New approvals and indication from FDA: Alunbrig, VESIcare LC, Kynmobi and more
This is the first in a series of weekly roundups of new drug approvals and indications from the US Food and Drug Administration (FDA).Alunbrig gets new indication as first-line therapy for ALK-positive metastatic NSCLC
On 22 May, FDA approved a new indication for Takeda’s Alunbrig (brigatinib) as a first-line treatment for adults with anaplastic lymphoma kinase‒positive metastatic non‒small cell lung cancer (NSCLC). The agency also approved a companion diagnostic, Abbott Molecular’s Vysis ALK Break Apart FISH Probe Kit.

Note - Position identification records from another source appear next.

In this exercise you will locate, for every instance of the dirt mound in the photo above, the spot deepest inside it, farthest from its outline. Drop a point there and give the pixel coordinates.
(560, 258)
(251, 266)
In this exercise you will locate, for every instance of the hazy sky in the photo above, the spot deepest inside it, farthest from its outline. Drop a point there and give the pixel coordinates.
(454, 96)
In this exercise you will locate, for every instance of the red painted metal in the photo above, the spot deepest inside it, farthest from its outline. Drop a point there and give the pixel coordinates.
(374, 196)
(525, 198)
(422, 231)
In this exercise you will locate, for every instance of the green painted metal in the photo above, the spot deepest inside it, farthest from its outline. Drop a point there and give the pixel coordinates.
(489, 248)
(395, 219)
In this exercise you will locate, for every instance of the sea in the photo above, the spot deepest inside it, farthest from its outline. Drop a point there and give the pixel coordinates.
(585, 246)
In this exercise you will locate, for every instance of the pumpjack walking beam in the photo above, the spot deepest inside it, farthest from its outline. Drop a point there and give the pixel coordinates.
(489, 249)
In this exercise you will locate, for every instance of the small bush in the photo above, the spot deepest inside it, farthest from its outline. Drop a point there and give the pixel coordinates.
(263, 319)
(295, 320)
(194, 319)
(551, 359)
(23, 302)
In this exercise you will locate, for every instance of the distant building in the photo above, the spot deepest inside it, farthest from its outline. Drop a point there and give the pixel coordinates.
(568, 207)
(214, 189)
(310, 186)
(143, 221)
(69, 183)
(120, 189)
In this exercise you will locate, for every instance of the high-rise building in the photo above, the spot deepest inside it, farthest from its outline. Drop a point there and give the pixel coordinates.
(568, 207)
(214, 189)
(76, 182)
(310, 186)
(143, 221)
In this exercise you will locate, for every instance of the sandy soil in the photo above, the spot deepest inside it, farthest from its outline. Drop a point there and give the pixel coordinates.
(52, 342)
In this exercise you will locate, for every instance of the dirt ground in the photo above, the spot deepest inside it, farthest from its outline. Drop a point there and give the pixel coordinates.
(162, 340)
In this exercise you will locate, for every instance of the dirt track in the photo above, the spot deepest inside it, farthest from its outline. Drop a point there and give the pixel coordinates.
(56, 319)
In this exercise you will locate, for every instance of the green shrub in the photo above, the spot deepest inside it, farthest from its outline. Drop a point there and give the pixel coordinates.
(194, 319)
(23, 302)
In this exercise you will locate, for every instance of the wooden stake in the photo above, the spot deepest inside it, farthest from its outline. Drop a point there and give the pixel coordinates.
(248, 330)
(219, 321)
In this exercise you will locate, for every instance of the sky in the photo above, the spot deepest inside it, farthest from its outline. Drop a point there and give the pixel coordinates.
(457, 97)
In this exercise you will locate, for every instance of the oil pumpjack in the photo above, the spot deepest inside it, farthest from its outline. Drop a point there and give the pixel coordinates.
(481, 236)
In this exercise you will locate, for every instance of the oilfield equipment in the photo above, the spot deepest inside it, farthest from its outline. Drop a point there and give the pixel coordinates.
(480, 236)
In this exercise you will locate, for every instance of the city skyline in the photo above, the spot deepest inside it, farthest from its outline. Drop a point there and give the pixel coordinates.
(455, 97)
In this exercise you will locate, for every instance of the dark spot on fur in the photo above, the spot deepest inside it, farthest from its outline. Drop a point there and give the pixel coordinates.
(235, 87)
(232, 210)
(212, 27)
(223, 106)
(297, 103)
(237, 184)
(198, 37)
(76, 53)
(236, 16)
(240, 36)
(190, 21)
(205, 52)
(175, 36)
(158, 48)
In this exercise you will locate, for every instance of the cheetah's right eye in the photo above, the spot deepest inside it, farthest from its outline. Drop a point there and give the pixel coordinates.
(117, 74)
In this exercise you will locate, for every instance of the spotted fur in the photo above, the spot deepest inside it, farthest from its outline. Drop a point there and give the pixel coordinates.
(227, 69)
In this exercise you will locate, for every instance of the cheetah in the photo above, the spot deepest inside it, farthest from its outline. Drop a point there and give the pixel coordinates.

Alunbrig is a selective next-generation tyrosine kinase inhibitor that targets ALK genetic alterations detected by the Vysis assay. The European Commission approved the drug for the same indication in April. The therapy was first approved in the US in 2017 for patients with ALK-positive metastatic NSCLC who had disease progression on, or were intolerant of, Pfizer’s Xalkori (crizotinib). The drug was granted breakthrough and orphan designations and received a priority review and assessment aid from FDA.
VESIcare LS approved as an oral suspension for overactive bladder in children
An oral suspension form of Astellas Pharma’s muscarinic antagonist, VESIcare LS (solifenacin succinate), was approved by FDA on 26 May for the treatment of neurogenic detrusor overactivity, a form of bladder dysfunction related to neurologic impairment, in children aged 2 years and older.
A tablet form of the therapy was initially approved in 2004 for the treatment of overactive bladder in adults 18 years or older.
Kynmobi okayed for treating ‘off’ episodes of Parkinson’s
The FDA has approved Sunovion’s Kynmobi (apomorphine hydrochloride) as the first sublingual therapy for on-demand treatment of acute, intermittent “off” episodes in patients with Parkinson’s disease who are otherwise controlled with oral levodopa/carbidopa.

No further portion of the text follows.